At work, I had to print off the tests–all four of them–and make fifty copies. That done, I still have to organize my students’ papers so they’re easier to hand back. Alphabetical order, stapling them together while making sure I have them all entered in the gradebook. Two classes and about four assignments’ worth of papers means a lot of organizing and stapling. A student came in at ten because she has tonsilitis and will be going to the doctor during the afternoon exam, so she came in early like I told her to get it over with. That done and my backpack loaded, I go to the first exam. They whine, I ignore it, and fifty minutes later the test is over. Back to the office to eat pretzels and drink soda for lunch while grading the multiple choice and short answer section of the tests. No 100% in that bunch.
Afternoon class at two. They’re chatty, I listen and laugh. I’m tired and wired on caffeine and sugar but it’s not enough. I’m wearing down fast and I just want to hand the tests out and go. Assignment written on the board, graded papers handed back, exams passed out, and they’re off. Ten minutes into the test a student has a question. “Why are these four questions repeated?” Fuck. Had I copied and pasted it wrong? Had I printed it wrong? Had the copier screwed up somehow? “Um, just skip them.” The next five minutes are spent poring over the exam keys which I had printed off first. Sure enough, on the third page of multiple choice, four questions are repeated. I write it on the board that Test A is faulty. Oops. Fuck, I’m slipping.
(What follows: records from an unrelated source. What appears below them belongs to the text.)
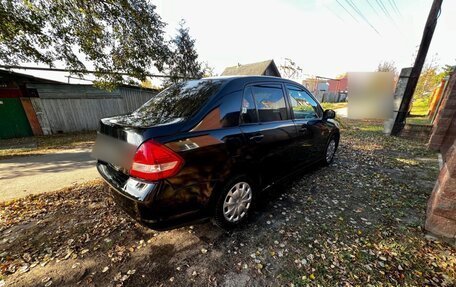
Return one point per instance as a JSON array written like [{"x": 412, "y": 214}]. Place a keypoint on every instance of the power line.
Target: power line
[
  {"x": 353, "y": 5},
  {"x": 347, "y": 11},
  {"x": 87, "y": 71},
  {"x": 395, "y": 8},
  {"x": 373, "y": 8},
  {"x": 383, "y": 8}
]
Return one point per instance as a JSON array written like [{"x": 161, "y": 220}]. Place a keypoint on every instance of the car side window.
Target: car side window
[
  {"x": 270, "y": 102},
  {"x": 303, "y": 105},
  {"x": 248, "y": 109}
]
Another ten minutes go by. “Questions 11 and 12 on the short answer are repeated too.” Fuck. Fuck fuck fuck. I flip through the exams. I had my laptop there to keep me amused but now I’m opening .doc files scouring them for clues as to what happened. “Skip them. I’ll work something out later.” More chalk on the board to explain which ones are faulty, that I’m faulty, at fault. After a couple minutes staring at the exams, I see it. Pages 3 and 5 of Test A are page 3 and 5 of Test B. Where pages 3 and 5 for Test A went, I have no idea. It was early when I printed them off, and I was doing it with both documents open in the window. I must have clicked on the wrong one to print the odd pages so I could turn around and then do the evens. Something like that. I can’t get my mind to wrap around what’s going on, and even though I have a pseudo-explanation, it still doesn’t make sense. Or was it the evens I misprinted? Was it the copier? Did I put the wrong pages in the copier? Am I losing it? What am I going to do about how this affects the points? Should I run back and get the correct pages printed off for everyone to have? Stupid questions. Can’t think, can’t do anything about it, can hardly even care. Fuck.
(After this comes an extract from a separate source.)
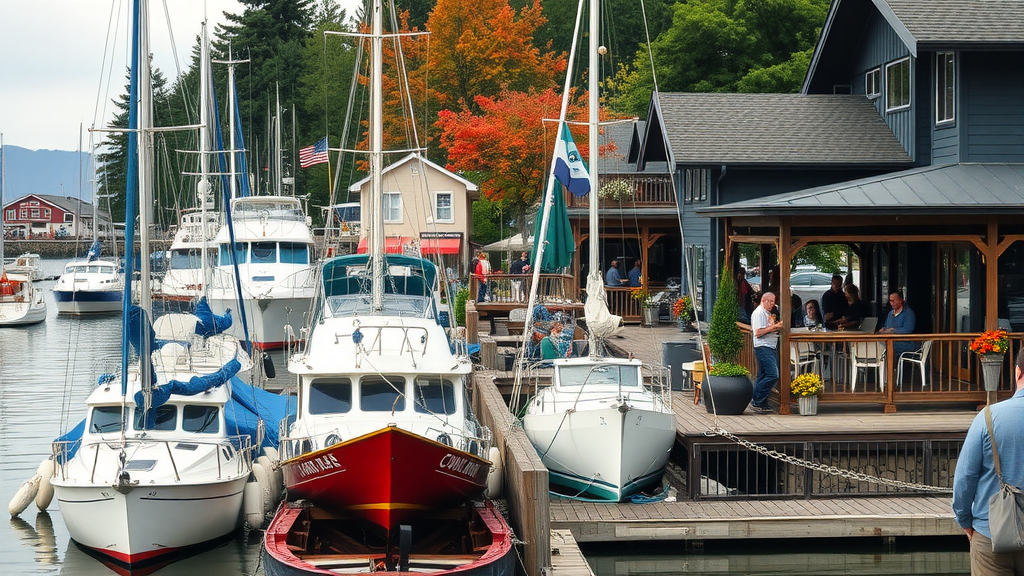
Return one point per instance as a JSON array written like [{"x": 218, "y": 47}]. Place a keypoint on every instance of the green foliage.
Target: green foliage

All fifty minutes finally are spent. Fake smiles, fake cheery goodbyes, fake wishes for everyone to have a great weekend. Buster back in the bag, retarded tests back in the bag, fake façade of competence back in the bag. I erase the board and flick off the lights. I need a beer. I need a Long Island. I need a baseball bat to the head. <Sigh> Maybe I just need some sleep. Sure, brain, whatever.
No more grading today. I’ve had enough of that for a few days. An hour spent playing with paper and tape creates several small boxes that look like enlarged Scrabble pieces. They should; that’s the point. I hang them all on my corkboard and leave.
Home. I cuddle the cat, I order Chinese, I watch Ghost in the Shell and Gia because they’re the next in alphabetical order. Other than cutting up some paper, I have touched nothing. I have not done dishes, I have not cleaned the fish/snail tanks, I have not cared to do anything. I’m tired. I’m going to bed. Maybe tonight I won’t dream.